Anyway, I’d seen this method on Pinterest quite a lot, and at the time, it seemed like a pretty good idea. They say to soak the pack and play in the bathtub with a mix of warm water, detergent, and vinegar. Then you rinse it off with a hose and let it dry in the sun on a warm day.

I had all afternoon and evening and until about 2:00 P.M. the next day, which seemed like plenty of time for drying. We’d been having a hot streak and very little rain all summer, and I guess I just assumed that kind of weather would go on forever.

Phase 1: Cleaning

So off I went on this cleaning adventure. I didn’t have any vinegar on hand, so I filled the tub with just the hot water and laundry detergent. I pushed the pack and play into the sudsy water and left it for 45 minutes.

All seemed to be going well.

When I came back to drain the water, I found it very dirty (though some of that was just the ink bleeding out from the material since it had never been washed). That was expected, but the water was also giving off a strange smell. The scent was like essential oils gone wrong, as if Graco had infused the internal mattress cushion with lavender to help babies sleep and the detergent had activated it to a nauseating degree. Puzzled, I let the water empty from the tub so I could start the rinsing and drying process.

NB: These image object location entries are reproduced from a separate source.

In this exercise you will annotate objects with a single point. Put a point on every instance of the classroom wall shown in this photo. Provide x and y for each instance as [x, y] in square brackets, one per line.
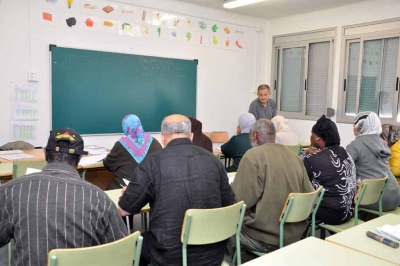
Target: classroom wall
[362, 12]
[226, 79]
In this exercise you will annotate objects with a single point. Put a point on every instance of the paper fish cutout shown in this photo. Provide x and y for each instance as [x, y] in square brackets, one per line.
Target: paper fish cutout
[108, 23]
[47, 16]
[127, 27]
[215, 40]
[214, 28]
[202, 25]
[71, 22]
[89, 23]
[238, 45]
[69, 3]
[144, 29]
[108, 9]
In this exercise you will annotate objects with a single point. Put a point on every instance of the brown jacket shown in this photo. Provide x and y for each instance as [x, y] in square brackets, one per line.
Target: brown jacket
[265, 177]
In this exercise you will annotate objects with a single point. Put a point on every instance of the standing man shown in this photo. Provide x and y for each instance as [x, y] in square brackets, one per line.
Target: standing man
[179, 177]
[263, 106]
[267, 174]
[55, 208]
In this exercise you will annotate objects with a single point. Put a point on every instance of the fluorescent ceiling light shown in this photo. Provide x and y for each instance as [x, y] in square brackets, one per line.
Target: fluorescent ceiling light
[238, 3]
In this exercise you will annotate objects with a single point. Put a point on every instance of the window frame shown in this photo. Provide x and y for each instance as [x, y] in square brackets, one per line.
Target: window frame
[298, 40]
[361, 33]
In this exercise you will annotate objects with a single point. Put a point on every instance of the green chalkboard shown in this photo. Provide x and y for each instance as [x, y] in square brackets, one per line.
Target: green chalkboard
[92, 91]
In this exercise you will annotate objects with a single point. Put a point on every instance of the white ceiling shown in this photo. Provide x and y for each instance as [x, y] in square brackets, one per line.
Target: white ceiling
[272, 9]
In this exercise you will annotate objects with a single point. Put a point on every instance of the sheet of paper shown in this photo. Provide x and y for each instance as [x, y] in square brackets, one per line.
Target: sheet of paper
[95, 149]
[17, 156]
[11, 152]
[231, 177]
[90, 160]
[32, 170]
[390, 230]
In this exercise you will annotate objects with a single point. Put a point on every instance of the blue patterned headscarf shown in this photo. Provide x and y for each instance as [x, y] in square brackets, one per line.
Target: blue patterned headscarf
[135, 141]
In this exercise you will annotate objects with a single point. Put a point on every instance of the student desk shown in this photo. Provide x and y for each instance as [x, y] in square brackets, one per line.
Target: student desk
[315, 252]
[355, 238]
[96, 173]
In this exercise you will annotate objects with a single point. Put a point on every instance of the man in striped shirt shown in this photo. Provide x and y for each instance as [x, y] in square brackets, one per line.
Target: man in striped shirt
[55, 208]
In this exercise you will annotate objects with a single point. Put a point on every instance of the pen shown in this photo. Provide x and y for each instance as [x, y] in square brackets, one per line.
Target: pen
[383, 240]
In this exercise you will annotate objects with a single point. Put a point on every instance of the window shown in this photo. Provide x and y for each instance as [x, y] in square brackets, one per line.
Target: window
[302, 73]
[370, 73]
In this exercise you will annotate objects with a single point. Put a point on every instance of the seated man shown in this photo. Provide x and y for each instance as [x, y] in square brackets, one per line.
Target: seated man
[179, 177]
[55, 208]
[266, 175]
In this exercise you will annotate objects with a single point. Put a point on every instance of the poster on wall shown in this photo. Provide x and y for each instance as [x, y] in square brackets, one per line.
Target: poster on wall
[127, 13]
[48, 17]
[108, 10]
[126, 28]
[90, 7]
[144, 16]
[160, 18]
[71, 21]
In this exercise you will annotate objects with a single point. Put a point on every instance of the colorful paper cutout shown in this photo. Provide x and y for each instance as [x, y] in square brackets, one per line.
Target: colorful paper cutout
[69, 3]
[108, 9]
[107, 23]
[89, 6]
[202, 25]
[71, 22]
[215, 40]
[127, 27]
[214, 28]
[89, 23]
[47, 16]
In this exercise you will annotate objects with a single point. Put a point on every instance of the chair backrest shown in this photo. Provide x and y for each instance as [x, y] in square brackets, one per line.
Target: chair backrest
[219, 136]
[299, 206]
[19, 167]
[370, 191]
[207, 226]
[114, 195]
[294, 148]
[121, 252]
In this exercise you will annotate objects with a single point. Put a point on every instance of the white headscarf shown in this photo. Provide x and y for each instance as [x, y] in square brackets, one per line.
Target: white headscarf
[246, 121]
[368, 123]
[281, 124]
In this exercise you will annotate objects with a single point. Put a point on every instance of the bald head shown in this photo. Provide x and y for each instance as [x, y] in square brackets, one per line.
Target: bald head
[175, 126]
[262, 131]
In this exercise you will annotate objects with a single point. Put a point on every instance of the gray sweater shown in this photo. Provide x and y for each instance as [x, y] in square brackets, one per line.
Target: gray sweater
[371, 156]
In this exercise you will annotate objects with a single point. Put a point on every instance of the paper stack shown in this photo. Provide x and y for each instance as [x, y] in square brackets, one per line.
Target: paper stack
[390, 230]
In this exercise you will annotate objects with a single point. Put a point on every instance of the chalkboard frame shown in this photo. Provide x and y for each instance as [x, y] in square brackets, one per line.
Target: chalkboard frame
[65, 97]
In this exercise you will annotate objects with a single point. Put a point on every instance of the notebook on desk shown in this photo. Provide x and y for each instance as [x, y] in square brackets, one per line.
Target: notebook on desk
[30, 170]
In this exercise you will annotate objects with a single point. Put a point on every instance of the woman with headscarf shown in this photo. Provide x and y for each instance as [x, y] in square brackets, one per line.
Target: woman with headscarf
[331, 167]
[391, 134]
[237, 146]
[199, 139]
[284, 135]
[371, 156]
[129, 151]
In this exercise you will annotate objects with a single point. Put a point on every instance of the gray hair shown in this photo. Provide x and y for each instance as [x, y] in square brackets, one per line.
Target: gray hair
[182, 126]
[265, 130]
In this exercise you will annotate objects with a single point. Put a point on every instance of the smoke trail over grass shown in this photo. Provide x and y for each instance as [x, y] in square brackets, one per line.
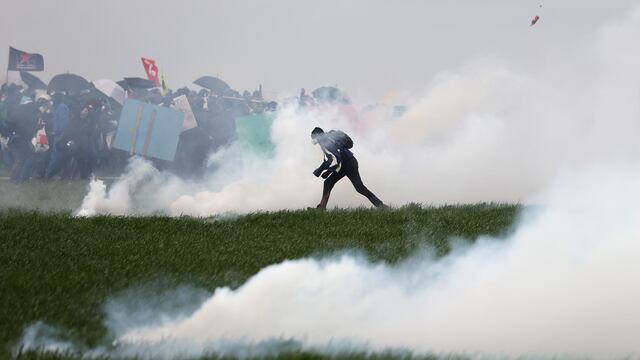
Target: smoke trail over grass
[563, 283]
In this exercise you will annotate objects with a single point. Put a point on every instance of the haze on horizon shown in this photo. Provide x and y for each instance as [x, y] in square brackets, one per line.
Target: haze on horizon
[367, 47]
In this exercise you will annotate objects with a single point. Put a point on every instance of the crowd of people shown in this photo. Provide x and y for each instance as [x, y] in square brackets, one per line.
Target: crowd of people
[67, 134]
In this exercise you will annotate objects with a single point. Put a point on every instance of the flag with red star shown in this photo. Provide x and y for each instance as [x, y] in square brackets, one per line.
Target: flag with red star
[23, 61]
[152, 70]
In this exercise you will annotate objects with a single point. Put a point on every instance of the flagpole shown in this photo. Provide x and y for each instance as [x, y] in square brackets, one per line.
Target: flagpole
[8, 63]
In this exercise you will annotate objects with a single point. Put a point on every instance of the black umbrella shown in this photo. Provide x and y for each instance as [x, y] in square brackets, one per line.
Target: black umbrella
[136, 83]
[213, 83]
[330, 94]
[32, 81]
[69, 83]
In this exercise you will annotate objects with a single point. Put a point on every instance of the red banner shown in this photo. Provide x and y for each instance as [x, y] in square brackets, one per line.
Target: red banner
[152, 70]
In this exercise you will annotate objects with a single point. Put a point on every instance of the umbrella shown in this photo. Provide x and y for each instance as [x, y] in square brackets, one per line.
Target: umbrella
[111, 89]
[330, 94]
[69, 83]
[32, 81]
[213, 83]
[136, 83]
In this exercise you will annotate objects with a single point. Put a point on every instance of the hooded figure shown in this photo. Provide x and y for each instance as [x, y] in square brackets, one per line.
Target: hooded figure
[338, 163]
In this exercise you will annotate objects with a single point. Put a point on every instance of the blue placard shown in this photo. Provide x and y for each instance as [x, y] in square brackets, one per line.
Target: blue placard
[148, 130]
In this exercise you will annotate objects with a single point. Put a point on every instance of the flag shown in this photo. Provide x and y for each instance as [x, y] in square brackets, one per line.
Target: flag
[23, 61]
[165, 89]
[152, 70]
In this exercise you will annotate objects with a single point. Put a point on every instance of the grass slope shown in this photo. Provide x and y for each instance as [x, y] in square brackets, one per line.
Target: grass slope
[61, 269]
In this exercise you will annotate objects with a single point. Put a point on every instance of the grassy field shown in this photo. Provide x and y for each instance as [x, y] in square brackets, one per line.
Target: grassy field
[61, 269]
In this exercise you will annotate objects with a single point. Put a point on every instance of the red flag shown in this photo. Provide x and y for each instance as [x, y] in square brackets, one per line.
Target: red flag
[152, 70]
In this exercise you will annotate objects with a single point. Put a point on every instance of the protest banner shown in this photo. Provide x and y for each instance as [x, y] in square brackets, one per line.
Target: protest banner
[149, 130]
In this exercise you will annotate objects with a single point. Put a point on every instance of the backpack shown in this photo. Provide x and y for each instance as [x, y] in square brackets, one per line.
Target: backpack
[342, 140]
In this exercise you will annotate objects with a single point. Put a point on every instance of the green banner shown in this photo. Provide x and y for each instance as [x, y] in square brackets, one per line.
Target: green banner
[254, 133]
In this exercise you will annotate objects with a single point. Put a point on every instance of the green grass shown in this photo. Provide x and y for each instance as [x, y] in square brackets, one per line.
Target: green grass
[61, 269]
[43, 195]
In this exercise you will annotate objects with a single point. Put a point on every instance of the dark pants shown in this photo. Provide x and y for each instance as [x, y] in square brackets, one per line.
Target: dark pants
[349, 169]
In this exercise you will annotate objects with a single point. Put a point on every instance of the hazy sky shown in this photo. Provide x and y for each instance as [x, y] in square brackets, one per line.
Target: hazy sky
[365, 46]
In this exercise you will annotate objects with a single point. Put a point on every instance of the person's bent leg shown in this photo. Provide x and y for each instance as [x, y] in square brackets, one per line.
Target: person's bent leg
[327, 187]
[354, 175]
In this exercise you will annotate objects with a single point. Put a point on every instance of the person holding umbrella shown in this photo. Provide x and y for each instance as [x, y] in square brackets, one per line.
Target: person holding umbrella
[60, 122]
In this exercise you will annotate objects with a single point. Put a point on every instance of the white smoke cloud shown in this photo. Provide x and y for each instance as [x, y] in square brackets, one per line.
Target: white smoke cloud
[562, 284]
[488, 131]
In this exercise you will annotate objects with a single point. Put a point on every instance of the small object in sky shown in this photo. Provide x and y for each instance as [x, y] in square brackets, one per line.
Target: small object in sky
[535, 20]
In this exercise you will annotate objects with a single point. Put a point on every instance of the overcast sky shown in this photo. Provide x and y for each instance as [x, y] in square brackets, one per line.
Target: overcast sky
[364, 46]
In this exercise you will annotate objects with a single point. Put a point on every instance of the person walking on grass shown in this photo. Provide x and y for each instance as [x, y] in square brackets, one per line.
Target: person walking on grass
[338, 163]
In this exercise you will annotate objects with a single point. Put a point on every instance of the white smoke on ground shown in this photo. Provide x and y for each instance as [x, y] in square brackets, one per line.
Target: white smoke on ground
[489, 131]
[563, 283]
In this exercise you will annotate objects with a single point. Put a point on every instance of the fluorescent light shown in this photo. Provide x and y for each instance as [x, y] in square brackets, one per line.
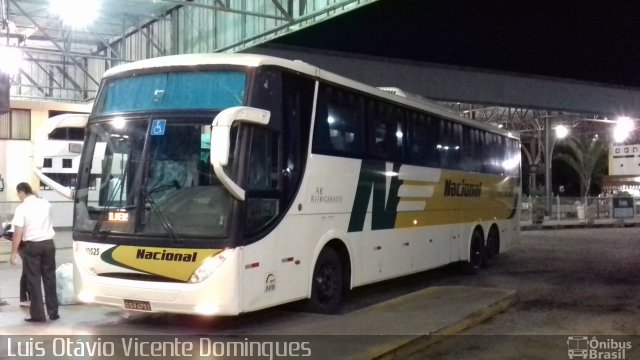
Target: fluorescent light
[624, 125]
[561, 131]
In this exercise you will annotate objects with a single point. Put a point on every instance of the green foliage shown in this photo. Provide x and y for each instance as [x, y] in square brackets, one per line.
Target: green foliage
[585, 158]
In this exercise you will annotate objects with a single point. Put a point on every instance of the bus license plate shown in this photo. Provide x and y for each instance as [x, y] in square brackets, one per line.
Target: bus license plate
[137, 305]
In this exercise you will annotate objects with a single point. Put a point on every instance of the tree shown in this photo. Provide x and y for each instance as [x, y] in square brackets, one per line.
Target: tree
[585, 157]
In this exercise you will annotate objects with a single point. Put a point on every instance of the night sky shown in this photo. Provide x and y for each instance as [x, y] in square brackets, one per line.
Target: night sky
[596, 41]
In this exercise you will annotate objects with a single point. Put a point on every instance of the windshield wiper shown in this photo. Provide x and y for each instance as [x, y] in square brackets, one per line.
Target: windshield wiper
[150, 203]
[101, 217]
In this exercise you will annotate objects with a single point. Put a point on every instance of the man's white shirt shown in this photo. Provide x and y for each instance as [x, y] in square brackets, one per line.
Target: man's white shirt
[33, 215]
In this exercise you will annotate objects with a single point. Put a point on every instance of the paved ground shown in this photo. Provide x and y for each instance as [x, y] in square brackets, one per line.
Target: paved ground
[569, 282]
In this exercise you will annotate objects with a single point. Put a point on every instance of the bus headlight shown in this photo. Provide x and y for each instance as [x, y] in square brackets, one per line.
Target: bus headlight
[206, 269]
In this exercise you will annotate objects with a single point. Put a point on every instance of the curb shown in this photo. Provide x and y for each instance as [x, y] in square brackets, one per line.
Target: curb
[424, 341]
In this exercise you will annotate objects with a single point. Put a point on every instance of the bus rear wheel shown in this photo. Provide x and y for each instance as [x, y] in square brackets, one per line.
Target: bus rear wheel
[327, 283]
[476, 253]
[492, 248]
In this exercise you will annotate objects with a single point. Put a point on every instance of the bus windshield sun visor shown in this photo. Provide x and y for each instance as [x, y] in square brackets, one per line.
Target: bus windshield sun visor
[221, 141]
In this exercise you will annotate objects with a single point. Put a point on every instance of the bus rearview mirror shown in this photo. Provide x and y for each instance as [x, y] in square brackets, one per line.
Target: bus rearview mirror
[221, 141]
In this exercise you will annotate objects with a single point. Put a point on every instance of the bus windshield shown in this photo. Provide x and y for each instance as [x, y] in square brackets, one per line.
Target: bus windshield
[149, 178]
[172, 91]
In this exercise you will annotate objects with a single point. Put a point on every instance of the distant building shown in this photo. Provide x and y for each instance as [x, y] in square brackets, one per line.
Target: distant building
[624, 170]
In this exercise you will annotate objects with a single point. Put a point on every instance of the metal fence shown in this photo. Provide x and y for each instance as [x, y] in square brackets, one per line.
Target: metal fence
[581, 209]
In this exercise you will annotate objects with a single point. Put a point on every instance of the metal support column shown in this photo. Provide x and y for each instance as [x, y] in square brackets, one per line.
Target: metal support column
[548, 156]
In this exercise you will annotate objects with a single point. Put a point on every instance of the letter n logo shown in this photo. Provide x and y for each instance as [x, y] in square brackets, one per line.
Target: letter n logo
[373, 177]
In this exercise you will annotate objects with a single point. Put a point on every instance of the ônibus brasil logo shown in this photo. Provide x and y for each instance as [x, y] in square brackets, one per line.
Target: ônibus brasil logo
[583, 347]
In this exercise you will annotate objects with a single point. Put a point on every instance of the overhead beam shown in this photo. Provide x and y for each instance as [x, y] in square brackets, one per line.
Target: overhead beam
[448, 83]
[224, 9]
[64, 51]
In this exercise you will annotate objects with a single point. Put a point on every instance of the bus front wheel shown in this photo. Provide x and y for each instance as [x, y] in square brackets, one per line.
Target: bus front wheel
[327, 287]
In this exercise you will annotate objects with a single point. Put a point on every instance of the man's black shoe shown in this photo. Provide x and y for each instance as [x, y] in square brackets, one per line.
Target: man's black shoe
[34, 320]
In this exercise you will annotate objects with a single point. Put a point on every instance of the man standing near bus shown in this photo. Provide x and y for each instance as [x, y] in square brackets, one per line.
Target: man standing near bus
[33, 226]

I started to pick up the mattress and almost keeled over.

To my horror, I discovered that in the course of its hour-long soak in the tub, the mattress had accumulated over a gallon of water just under the canvas layer of material on top—between the thickly-woven fabric and the cushion was a bulging dam of trapped, filthy, distorted-lavender scented water, and it was heavy.

Without thinking, I heaved the mattress up with all my might and waddled it as fast as I could through the half of my house standing between the bathroom and the back patio, dripping nasty liquid on the carpet as I went. I dropped it on the concrete—splat—cringing at the dirt it was now sitting in after having just been soaked. I went back for the crib frame, which was a lot less heavy, and brought it out, too.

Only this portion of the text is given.